Quel constat dressez-vous sur le développement actuel des data centers en France ?
Une forme d'illusion est entretenue autour du sujet avec les termes « cloud », « sans fil », « sans contact », qui font oublier la matérialité et les impacts des centres de données. Déjà énormes, ils augmentent encore avec le développement des « très gros » centres, qui hébergent des serveurs en colocation et des hyperscales.
Ces derniers, qui dépassent souvent les 40 000 m² SP se multiplient : ils étaient 175 en Ile-de-France en 2024 contre 130 en 2019. Leur consommation d'énergie et d'espaces verts est colossale, leurs besoins en eau deviennent préoccupants.
Comment voyez-vous évoluer la consommation énergétique ?
Il y a dix ans, ces grandes infrastructures consommaient entre 5 et 10 MW. Aujourd'hui, Equinix vient d'inaugurer un site de 28 MW à Meudon-la-Forêt (Hauts-de-Seine) et les demandes d'installation auprès de RTE atteignent les 120 MW ! Si, historiquement, les data centers étaient implantés en Seine-Saint-Denis, ils s'éloignent désormais de la capitale pour disposer de davantage d'espace et se rapprocher des postes sources de RTE. Ils pourront ainsi préempter l'énergie dont ils auront besoin au fil de l'ajout de nouveaux serveurs. Il s'agit de réserver d'importantes puissances électriques tout en sachant que le site n'en aura véritablement besoin que cinq à dix ans plus tard. Pour limiter les conflits d'usage, Enedis teste depuis un an la « Flexible demand », qui consiste à réaliser des points d'étape réguliers avec l'opérateur pour débloquer de la puissance au fil de l'augmentation des besoins. RTE souhaite faire de même.

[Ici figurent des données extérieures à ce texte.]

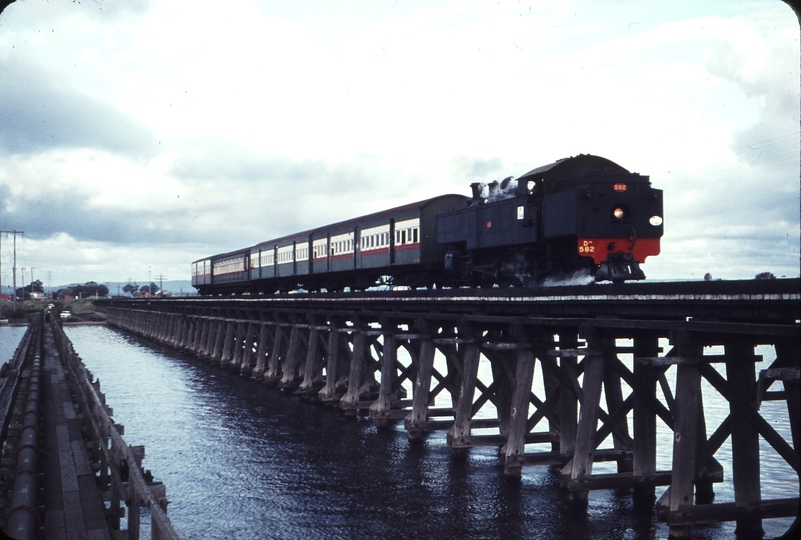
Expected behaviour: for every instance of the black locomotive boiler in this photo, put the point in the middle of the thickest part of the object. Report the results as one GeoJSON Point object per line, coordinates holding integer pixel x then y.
{"type": "Point", "coordinates": [579, 216]}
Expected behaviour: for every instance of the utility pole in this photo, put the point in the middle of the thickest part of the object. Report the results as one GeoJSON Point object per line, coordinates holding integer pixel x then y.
{"type": "Point", "coordinates": [161, 277]}
{"type": "Point", "coordinates": [14, 272]}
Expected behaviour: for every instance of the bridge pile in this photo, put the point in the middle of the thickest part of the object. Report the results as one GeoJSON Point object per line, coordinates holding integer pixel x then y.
{"type": "Point", "coordinates": [65, 465]}
{"type": "Point", "coordinates": [576, 376]}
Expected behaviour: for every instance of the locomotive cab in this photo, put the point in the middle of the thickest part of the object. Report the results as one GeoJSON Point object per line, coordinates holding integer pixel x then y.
{"type": "Point", "coordinates": [581, 215]}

L'Irlande accueille 25 % du marché européen des data centers. Quels enseignements en tirer ?
Avec sa faible latence, des prix de l'énergie et des taxes sur les entreprises très attractifs ainsi qu'un vaste réseau de fibre optique, ce marché s'y structure depuis le début des années 2000.

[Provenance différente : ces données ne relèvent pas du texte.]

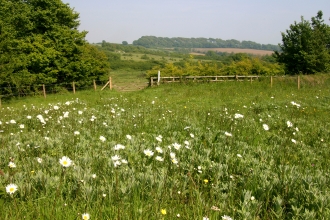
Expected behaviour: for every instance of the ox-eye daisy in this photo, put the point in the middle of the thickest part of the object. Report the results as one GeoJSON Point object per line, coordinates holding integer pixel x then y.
{"type": "Point", "coordinates": [65, 161]}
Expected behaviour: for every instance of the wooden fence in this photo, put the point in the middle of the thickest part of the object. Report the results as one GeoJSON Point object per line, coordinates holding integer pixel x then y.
{"type": "Point", "coordinates": [173, 79]}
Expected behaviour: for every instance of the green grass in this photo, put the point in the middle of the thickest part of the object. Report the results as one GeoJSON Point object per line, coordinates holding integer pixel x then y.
{"type": "Point", "coordinates": [280, 173]}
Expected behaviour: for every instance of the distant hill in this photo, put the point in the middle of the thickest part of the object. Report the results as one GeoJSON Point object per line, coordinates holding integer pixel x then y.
{"type": "Point", "coordinates": [152, 41]}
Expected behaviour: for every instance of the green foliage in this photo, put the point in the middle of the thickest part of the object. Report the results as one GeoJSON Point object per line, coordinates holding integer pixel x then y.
{"type": "Point", "coordinates": [165, 42]}
{"type": "Point", "coordinates": [40, 44]}
{"type": "Point", "coordinates": [305, 47]}
{"type": "Point", "coordinates": [251, 172]}
{"type": "Point", "coordinates": [241, 64]}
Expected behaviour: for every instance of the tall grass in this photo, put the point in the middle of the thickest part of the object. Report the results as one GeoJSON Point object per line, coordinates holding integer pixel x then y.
{"type": "Point", "coordinates": [228, 149]}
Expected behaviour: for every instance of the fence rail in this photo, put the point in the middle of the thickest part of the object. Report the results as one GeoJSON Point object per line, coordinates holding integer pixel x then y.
{"type": "Point", "coordinates": [44, 89]}
{"type": "Point", "coordinates": [172, 79]}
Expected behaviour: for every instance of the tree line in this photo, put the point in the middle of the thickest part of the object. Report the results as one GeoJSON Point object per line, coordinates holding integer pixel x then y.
{"type": "Point", "coordinates": [152, 41]}
{"type": "Point", "coordinates": [40, 43]}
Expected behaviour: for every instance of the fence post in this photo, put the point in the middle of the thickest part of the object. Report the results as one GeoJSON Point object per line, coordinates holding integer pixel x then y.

En 2017, les prévisions annonçaient 1 000 MW de capacité supplémentaire pour 2024. Or dès 2021, elles s'élevaient à 1 500 MW. Pourtant, l'île ne dispose plus d'assez d'électricité pour raccorder les nouveaux sites.
Dans ce contexte, Microsoft a reçu l'été dernier l'autorisation d'implanter sa propre centrale à gaz d'une puissance de 170 MW pour alimenter son site de Grange Castle. Ce chantier devrait coûter 100 M€ contre 900 M€ pour le data center proprement dit.
Le risque est maintenant de voir se développer un réseau parallèle dédié aux centres de données, qui fonctionnera aux énergies fossiles car ceux de biogaz et d'hydrogène vert ne sont pas prêts. Même si le contexte est différent en France, évitons de reproduire ce scénario.
Comment limiter ces impacts ?
Commençons par repenser collectivement nos consommations du numérique et la façon dont les sites internet sont programmés, car malgré les gains d'efficacité énergétique, l'effet rebond est phénoménal.
En attendant cette sobriété numérique, les collectivités qui décident d'accueillir un data center peuvent adopter de bonnes pratiques. Il faut en priorité que les acteurs locaux travaillent de concert et non plus en silos pour anticiper l'ensemble des besoins énergétiques : il y a quelques années, à Marseille, les bus électriques n'auraient pas pu rouler si un data center n'avait pas « rendu » une partie de l'énergie qu'il avait réservée.
Enfin, la récupération de la chaleur fatale pour chauffer un quartier reste trop rare et mérite d'être développée.